O que os padrões na destinação de emendas parlamentares contam sobre a relação de repasses desse teor com o enfrentamento das desigualdades sociais? Este é o ponto de partida do artigo Qual a lógica parlamentar? Vinte anos de alocação de emendas orçamentárias no Brasil, de autoria de Maria Dominguez. A consultora e pesquisadora, que é também doutoranda em Ciência Política, mestra em Comunicação, conquistou o segundo lugar no III Prêmio Orçamento Público, Garantia de Direitos e Combate às Desigualdades.
Em seu manuscrito, Maria Dominguez analisou o status de duas décadas de emendas orçamentárias individuais – ou seja, entre 2003 e 2023. Para tanto, a pesquisadora usou como base mais de 160 mil emendas parlamentares durante esse período.
Por meio do levantamento, a pesquisadora detectou que a alocação de tais verbas tinha, na média, os mesmos destinos em termos de políticas públicas independentemente do perfil da pessoa parlamentar. Nesse sentido, quase não houve mudanças quanto a fatores como gênero e raça, uma vez que tais repasses tinham como destino as mesmas políticas públicas consideradas prioritárias. Ainda, as taxas de pagamentos dessas mesmas emendas eram similares independentemente dessas mesmas variáveis demográficas. No entanto, o artigo identificou que mulheres tinham 7% menos chances de suas emendas serem de fato pagas.
Em entrevista à Fundação Tide Setubal, Maria Dominguez falou do estudo e os desafios para criar a base de dados com fontes de informações dispersas. A pesquisadora falou também sobre o que os resultados identificados mostram quando quanto ao enfrentamento ou aprofundamento das desigualdades e caminhos para mudar esse cenário. Ainda, o diálogo passou também pela tensa relação entre os poderes Executivo e Legislativo, que passou a ter poder continuamente maior sobre o orçamento público por meio de emendas impositivas e demais mecanismos que indicam questões significativas quando se fala em falta de transparência na destinação de tais verbas.
Confira a entrevista.
Com base nesse levantamento, é possível considerar que o repasse de emendas – inclusive individuais – aprofundam, com base na dinâmica atual, desigualdades raciais e de gênero? Por quais motivos?

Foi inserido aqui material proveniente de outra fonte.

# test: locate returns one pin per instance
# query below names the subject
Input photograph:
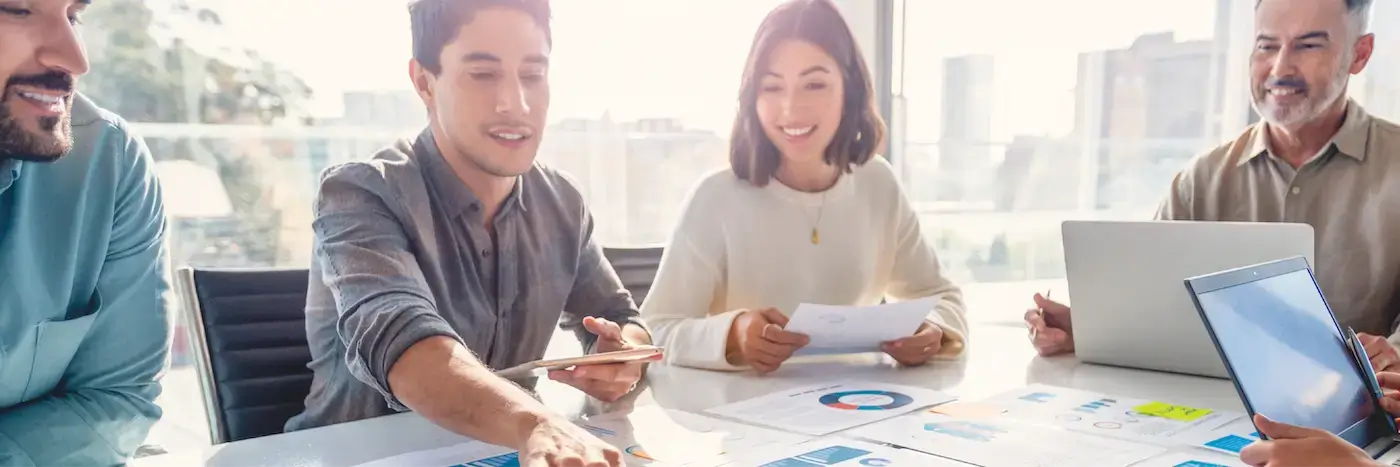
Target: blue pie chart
(843, 400)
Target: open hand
(608, 382)
(758, 339)
(1049, 326)
(919, 348)
(559, 443)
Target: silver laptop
(1126, 285)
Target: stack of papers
(1032, 427)
(1004, 442)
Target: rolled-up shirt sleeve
(381, 297)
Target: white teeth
(798, 132)
(42, 97)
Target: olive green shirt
(1350, 193)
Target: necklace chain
(816, 232)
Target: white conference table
(1000, 360)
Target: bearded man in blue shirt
(83, 269)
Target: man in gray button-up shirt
(454, 253)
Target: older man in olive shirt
(1318, 158)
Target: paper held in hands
(857, 329)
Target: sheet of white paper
(464, 455)
(1190, 457)
(1105, 415)
(653, 435)
(857, 329)
(1228, 439)
(1004, 442)
(839, 452)
(826, 408)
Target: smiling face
(39, 59)
(1305, 52)
(800, 101)
(492, 94)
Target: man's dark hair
(436, 23)
(1360, 11)
(752, 155)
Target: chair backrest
(636, 267)
(248, 330)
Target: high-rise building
(1381, 87)
(1141, 112)
(966, 157)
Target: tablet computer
(1287, 354)
(545, 365)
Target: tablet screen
(1287, 353)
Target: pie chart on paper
(865, 400)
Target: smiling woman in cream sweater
(807, 213)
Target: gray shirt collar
(448, 189)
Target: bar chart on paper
(503, 460)
(1126, 418)
(1004, 442)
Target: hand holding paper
(860, 329)
(919, 348)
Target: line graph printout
(1004, 442)
(826, 408)
(1126, 418)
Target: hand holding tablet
(542, 367)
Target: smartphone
(545, 365)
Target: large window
(1008, 123)
(1004, 122)
(245, 102)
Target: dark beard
(17, 143)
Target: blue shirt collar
(9, 172)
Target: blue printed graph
(828, 456)
(503, 460)
(1231, 443)
(865, 400)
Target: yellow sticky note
(1179, 413)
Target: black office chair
(249, 341)
(636, 267)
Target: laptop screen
(1287, 351)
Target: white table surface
(1000, 360)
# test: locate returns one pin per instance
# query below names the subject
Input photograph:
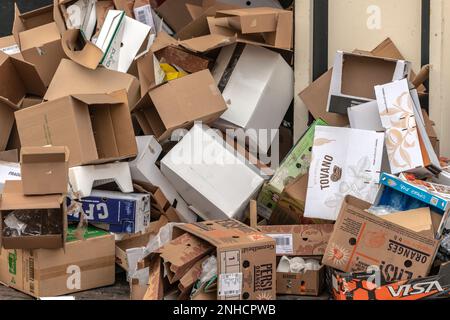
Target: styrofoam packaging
(144, 169)
(118, 212)
(82, 179)
(257, 85)
(344, 162)
(215, 181)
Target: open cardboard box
(178, 104)
(355, 76)
(39, 39)
(96, 128)
(44, 170)
(47, 273)
(264, 90)
(144, 169)
(13, 200)
(18, 78)
(214, 179)
(242, 253)
(86, 81)
(401, 245)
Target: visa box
(123, 213)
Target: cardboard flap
(44, 154)
(14, 199)
(89, 56)
(102, 98)
(30, 77)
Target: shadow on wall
(7, 12)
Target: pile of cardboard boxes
(135, 135)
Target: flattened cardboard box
(44, 170)
(299, 240)
(361, 239)
(86, 81)
(178, 103)
(80, 122)
(47, 273)
(13, 199)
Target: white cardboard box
(82, 179)
(402, 119)
(144, 169)
(257, 85)
(215, 181)
(355, 75)
(344, 162)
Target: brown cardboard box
(86, 81)
(309, 283)
(361, 239)
(96, 128)
(264, 26)
(299, 240)
(50, 273)
(178, 103)
(9, 46)
(315, 96)
(13, 199)
(245, 257)
(18, 79)
(44, 170)
(39, 39)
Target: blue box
(114, 211)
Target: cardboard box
(295, 164)
(40, 40)
(144, 169)
(50, 273)
(408, 145)
(9, 46)
(86, 81)
(210, 175)
(44, 170)
(19, 78)
(308, 283)
(178, 103)
(82, 179)
(363, 286)
(242, 253)
(88, 124)
(115, 211)
(316, 95)
(361, 239)
(13, 200)
(299, 240)
(351, 84)
(403, 194)
(260, 26)
(265, 89)
(344, 161)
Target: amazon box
(40, 40)
(44, 170)
(265, 89)
(49, 273)
(215, 180)
(44, 218)
(355, 76)
(19, 79)
(178, 104)
(242, 253)
(86, 81)
(402, 245)
(96, 128)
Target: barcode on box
(230, 284)
(284, 243)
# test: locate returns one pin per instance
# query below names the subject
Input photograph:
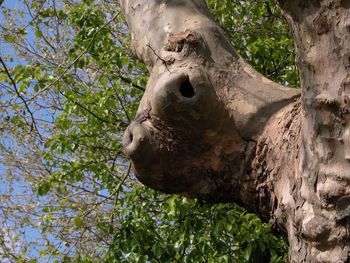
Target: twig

Maria Dominguez: A ideia de analisar esse período longitudinal de 20 anos foi, justamente, identificar padrões. Por muitas vezes, análises no debate público focam no último período. De fato, viu-se que nos últimos 10 anos houve muitas mudanças no processo orçamentário brasileiro, sobretudo no que diz respeito às emendas individuais e de bancada. Pôde-se ver a aprovação da impositividade dessas modalidades de emendas, o surgimento das emendas PIX e o orçamento secreto – que foi um caso atípico, um desvio na finalidade de uso das emendas de relator. Quis aumentar esse período de análise e coletar e analisar dados relacionados aos últimos 20 anos para ver quais outros possíveis padrões de alocação existiram e continuam existindo ou não, e o que é que mudou de forma mais apurada.

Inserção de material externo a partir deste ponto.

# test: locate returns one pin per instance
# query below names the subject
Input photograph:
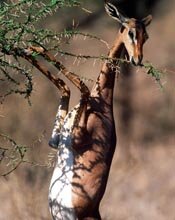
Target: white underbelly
(60, 190)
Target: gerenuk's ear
(147, 20)
(113, 12)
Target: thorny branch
(22, 40)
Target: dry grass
(141, 187)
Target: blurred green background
(141, 185)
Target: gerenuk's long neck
(105, 82)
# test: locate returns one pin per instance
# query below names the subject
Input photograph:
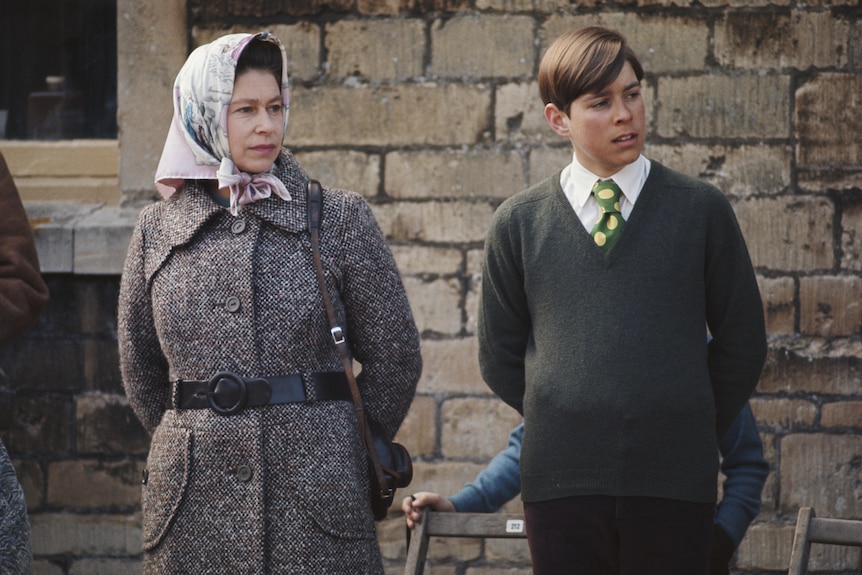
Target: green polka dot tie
(610, 224)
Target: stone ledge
(81, 238)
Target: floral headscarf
(197, 145)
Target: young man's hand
(411, 506)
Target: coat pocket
(165, 481)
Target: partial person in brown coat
(23, 295)
(255, 464)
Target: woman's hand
(413, 505)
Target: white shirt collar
(577, 181)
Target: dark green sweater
(605, 355)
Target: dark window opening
(58, 69)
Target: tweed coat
(281, 488)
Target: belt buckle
(226, 378)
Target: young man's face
(606, 128)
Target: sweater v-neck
(582, 235)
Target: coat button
(238, 226)
(243, 473)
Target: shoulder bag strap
(315, 211)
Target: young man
(596, 287)
(742, 463)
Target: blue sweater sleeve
(498, 483)
(745, 470)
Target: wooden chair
(811, 529)
(435, 524)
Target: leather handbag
(389, 463)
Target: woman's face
(255, 121)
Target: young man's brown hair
(581, 62)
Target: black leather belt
(227, 393)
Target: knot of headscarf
(246, 188)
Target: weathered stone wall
(430, 109)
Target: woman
(255, 464)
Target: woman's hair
(581, 62)
(260, 55)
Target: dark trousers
(602, 535)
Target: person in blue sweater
(742, 463)
(596, 286)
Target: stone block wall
(430, 109)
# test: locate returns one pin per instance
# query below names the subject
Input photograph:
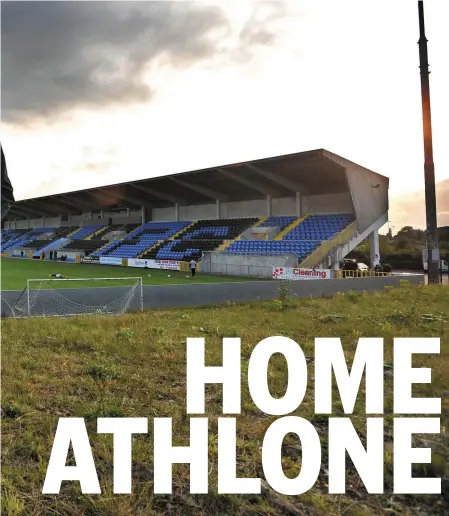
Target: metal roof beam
(119, 199)
(44, 207)
(212, 194)
(161, 195)
(26, 212)
(251, 184)
(79, 205)
(294, 186)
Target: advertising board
(170, 265)
(90, 259)
(290, 273)
(110, 260)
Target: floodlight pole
(429, 168)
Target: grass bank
(135, 366)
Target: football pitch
(16, 271)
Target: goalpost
(64, 297)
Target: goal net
(66, 297)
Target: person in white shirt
(192, 266)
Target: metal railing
(360, 274)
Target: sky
(95, 93)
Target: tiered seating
(273, 247)
(204, 235)
(280, 222)
(142, 238)
(300, 241)
(88, 246)
(319, 227)
(23, 238)
(85, 232)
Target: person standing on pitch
(192, 266)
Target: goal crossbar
(136, 278)
(119, 305)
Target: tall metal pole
(429, 168)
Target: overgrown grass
(135, 366)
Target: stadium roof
(312, 172)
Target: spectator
(192, 266)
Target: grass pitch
(135, 366)
(15, 272)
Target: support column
(374, 248)
(218, 212)
(268, 205)
(298, 204)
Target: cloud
(410, 210)
(60, 55)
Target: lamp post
(433, 258)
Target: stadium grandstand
(314, 207)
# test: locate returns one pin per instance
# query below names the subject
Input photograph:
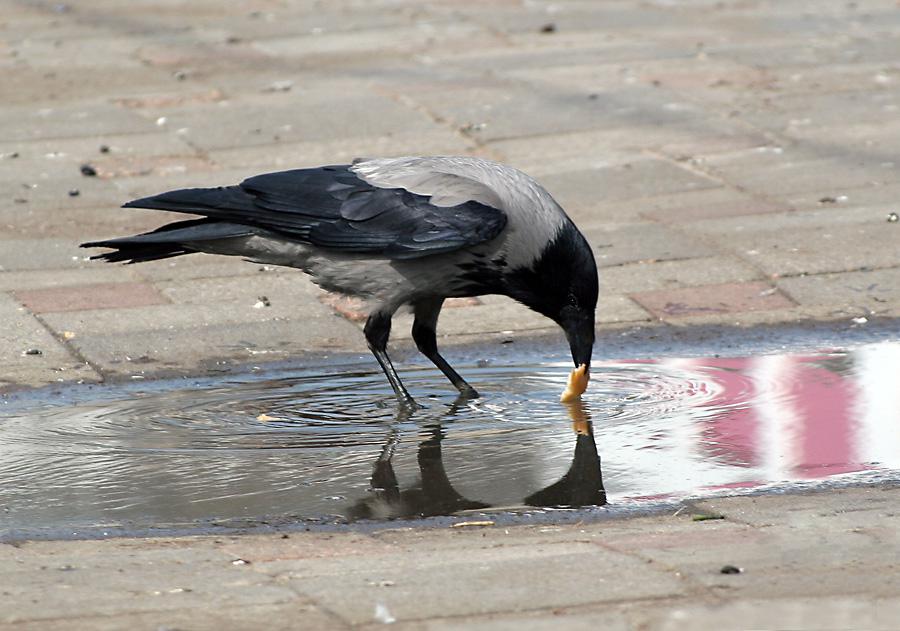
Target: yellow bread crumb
(578, 379)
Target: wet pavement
(732, 163)
(303, 448)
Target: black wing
(331, 207)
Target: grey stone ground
(731, 162)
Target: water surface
(298, 446)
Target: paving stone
(777, 173)
(580, 619)
(21, 332)
(856, 293)
(578, 191)
(670, 304)
(260, 120)
(631, 243)
(247, 617)
(201, 340)
(43, 279)
(19, 123)
(426, 35)
(826, 614)
(95, 296)
(826, 240)
(37, 254)
(663, 275)
(688, 206)
(145, 580)
(438, 583)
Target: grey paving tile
(48, 360)
(146, 580)
(639, 277)
(849, 293)
(67, 120)
(580, 190)
(438, 583)
(634, 242)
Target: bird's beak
(580, 334)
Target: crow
(408, 231)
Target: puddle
(334, 448)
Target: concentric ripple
(303, 446)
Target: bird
(406, 231)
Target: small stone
(279, 86)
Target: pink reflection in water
(800, 416)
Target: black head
(562, 285)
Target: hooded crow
(396, 231)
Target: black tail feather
(170, 240)
(138, 253)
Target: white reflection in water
(313, 445)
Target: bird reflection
(582, 485)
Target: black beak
(580, 333)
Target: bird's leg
(377, 331)
(425, 336)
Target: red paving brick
(712, 299)
(100, 296)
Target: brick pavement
(731, 162)
(659, 572)
(702, 146)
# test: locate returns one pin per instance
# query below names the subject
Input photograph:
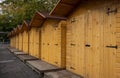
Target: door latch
(87, 45)
(112, 46)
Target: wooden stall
(35, 37)
(25, 33)
(10, 36)
(93, 37)
(53, 39)
(13, 39)
(20, 38)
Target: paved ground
(12, 67)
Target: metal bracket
(87, 45)
(111, 11)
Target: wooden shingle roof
(64, 7)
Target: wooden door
(75, 45)
(36, 42)
(31, 44)
(118, 43)
(93, 43)
(100, 44)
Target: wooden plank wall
(25, 42)
(52, 38)
(90, 32)
(17, 41)
(34, 47)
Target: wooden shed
(25, 34)
(20, 37)
(13, 38)
(35, 37)
(53, 38)
(10, 36)
(93, 37)
(17, 37)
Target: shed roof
(64, 7)
(40, 17)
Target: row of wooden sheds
(82, 36)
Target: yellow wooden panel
(117, 65)
(118, 70)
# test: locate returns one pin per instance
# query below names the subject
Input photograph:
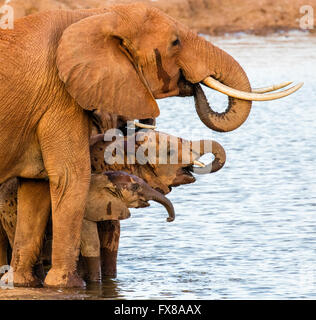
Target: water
(248, 231)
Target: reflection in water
(109, 289)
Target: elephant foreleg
(90, 251)
(64, 140)
(109, 233)
(33, 212)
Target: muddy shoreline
(212, 17)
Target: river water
(249, 230)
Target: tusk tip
(199, 164)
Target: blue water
(249, 230)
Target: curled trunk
(218, 64)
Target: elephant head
(170, 164)
(130, 55)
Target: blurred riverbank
(213, 17)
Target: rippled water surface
(249, 230)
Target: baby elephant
(111, 194)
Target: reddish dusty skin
(110, 196)
(57, 65)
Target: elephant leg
(33, 212)
(109, 233)
(64, 139)
(3, 247)
(90, 251)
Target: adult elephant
(57, 67)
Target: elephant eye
(175, 42)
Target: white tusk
(272, 88)
(144, 126)
(214, 84)
(199, 164)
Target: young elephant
(160, 176)
(110, 196)
(111, 203)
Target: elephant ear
(95, 61)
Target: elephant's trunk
(211, 146)
(160, 198)
(216, 63)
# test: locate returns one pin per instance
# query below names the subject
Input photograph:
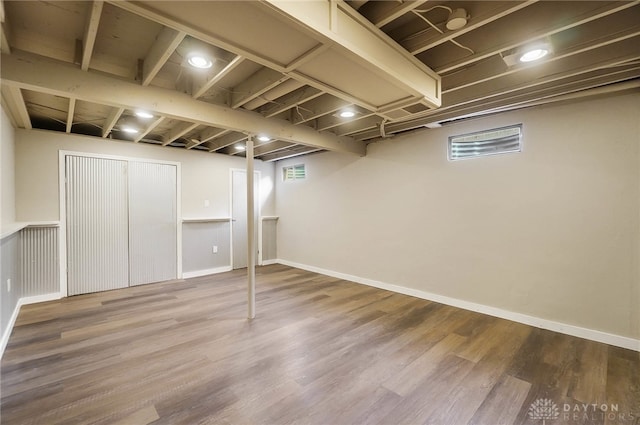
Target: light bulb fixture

A partir da coleta de dados, focando nas emendas individuais, e como o interesse no meu trabalho foi identificar padrões de alocação e entender a lógica de alocação dessas emendas, principalmente em áreas de políticas públicas, pois se sabe que cada emenda individual precisa ser alocada e é executada por um ministério, busquei identificar se havia diferenças nessa escolha na preferência do ou da parlamentar quando se avalia e controla por gênero e raça. Incluí nesse banco de dados informações sobre raça e gênero desses parlamentares e busquei avaliar se havia um comportamento diferente de acordo com gênero e raça.
O que vi como resultados principais: a preferência pela área onde a política pública, que a emenda é alocada, varia muito pouco. Então, não se distingue por gênero e por raça. Ao olhar para gênero, há algumas diferenças, mas muito sutis. Por exemplo, parlamentares mulheres alocam mais emendas em educação e cultura do que homens, enquanto eles alocam bem mais no Ministério das Cidades – e há relação grande com pequenas obras. Grosso modo, o comportamento parlamentar quanto à locação de emendas em diferentes áreas de políticas públicas é muito parecido entre homens e mulheres. Mas, em algumas áreas específicas, há diferença de comportamento mais notável. Como o foco do artigo era no combate às desigualdades e a promoção de direitos humanos, dei destaque específico nas emendas alocadas nos Ministérios, nos órgãos associados a direitos humanos, nos últimos 20 anos.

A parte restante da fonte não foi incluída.